Ryan Oishi read his poem from Tinfish 19, a poem that evoked a mixed reaction in the first meeting of my graduate poetry workshop this semester. It's a letter to the editor dressed up as a poem; it's a poem that parades statistics; it's a rant about the overdevelopment of Hawai`i. It's maybe not even a poem. Ryan takes on the traffic problem, the water issue, the incredible cost of housing, and his own complicity. He finished up with a short poem about the Father, Son, the Holy Ghost, Father Damien, and three pimples that had appeared on his face. He made deft links between Father Damian's care for lepers and the outbreaks on his own face (deft because he milks--to use an utterly awful metaphor--the situation for humor, recognizing the perspectival abyss of his comoparison). Ryan and Gizelle are only two among many local poets who have proved the literary value of TheBus.

Jaimie Gusman, Rachel Wolf, Jade Sunouchi, and Lurana O'Malley were guest readers, presenting poems by authors who could not be with us for reasons of geography. And so we heard work by Janna Plant, Aurora Brackett, Jennifer Reimer, and Emelihter Kihleng. This has always been one of my favorite parts of a Tinfish reading, the reading by proxy section (though Carolyn caught me when I suggested there would be "live readers," wondering out loud if the others would be "dead.") Between that gaffe and my forgetting to buy leis, the afternoon was not all together put together well!

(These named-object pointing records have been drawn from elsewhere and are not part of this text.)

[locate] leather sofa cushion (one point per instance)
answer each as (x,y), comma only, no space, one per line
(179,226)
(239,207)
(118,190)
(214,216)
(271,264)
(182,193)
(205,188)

Lyz Soto concluded the reading with a performance of her small book, Eulogies. Lyz is head of YouthSpeaks Hawai`i and herself a slam poet, so she called this her "first poetry reading." She commented on the fact that emotion is welcomed in slam venues, but tends to be tamped down in "regular" poetry readings. Her own performance was emotional, and utterly unlike what one hears in readings where the tone is "poetic" and monotone. I have blogged elsewhere on her book, but suffice it to say that her performance was an expression of necessity, not simply duty.

Note: Tinfish's board is composed of me, Gaye Chan, Bryant Webster Schultz, Jon Osorio, Masako Ikeda and John Zuern. Last year's office assistant was Jade Sunouchi; this year's is Rawitawan Pulam. I am grateful to all of them, and especially to Gaye for over 13 years of (un)common and unpaid labor on the project.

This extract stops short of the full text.